Michael Kiwanuka stands centre stage with his eyes closed, shirt hanging awkwardly off his back. The only instrumentation is his guitar and the occasional basslines provided by his friend Pete. It's only when he stops singing and the applause fills the room that you realise he's kept the whole crowd in silent awe.
The 24-year-old sounds like the sort of classic soul man who emerged from the US in the late 1960s or 1970s – specifically Otis Redding or Bill Withers, whose I Don't Know features in the set. Yet Kiwanuka's stark and haunting music is more stripped down, and when he opens his mouth to speak you hear that he is, in fact, a Londoner, with a cockney accent.
Born of Ugandan parentage, Kiwanuka started off as a Nirvana and Radiohead fan playing in rock bands before finding a more soulful calling. But a calling it is: his vocal cords were made to sing soul.
His music is unashamedly retro: Tell Me a Tale has the breezy feel of Van Morrison's Moondance and a brilliant mid-song gear-change, but the likes of Worry Walks Beside Me have a troubled, bleak beauty that resonates with our times. Even his cheerier songs have a dark undercurrent – a seemingly bright love song ends with the punchline that if he can't have her, he'll "leave this world alone".

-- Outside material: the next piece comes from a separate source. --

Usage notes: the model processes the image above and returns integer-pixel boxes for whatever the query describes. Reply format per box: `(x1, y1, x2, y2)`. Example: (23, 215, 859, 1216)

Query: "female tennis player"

But the eerie feel is interrupted by banter with the crowd. "I love you, Michael," someone shouts. "Thank you," he beams, revealing that his first headline tour has felt like throwing a party and not being sure whether anyone would come. But there was plenty of cheer for the sublime dispossessed anthem Home Again. "If I was a millionaire, I'd buy you all a drink," he smiles, an offer which people may hold him to if he deservedly takes off.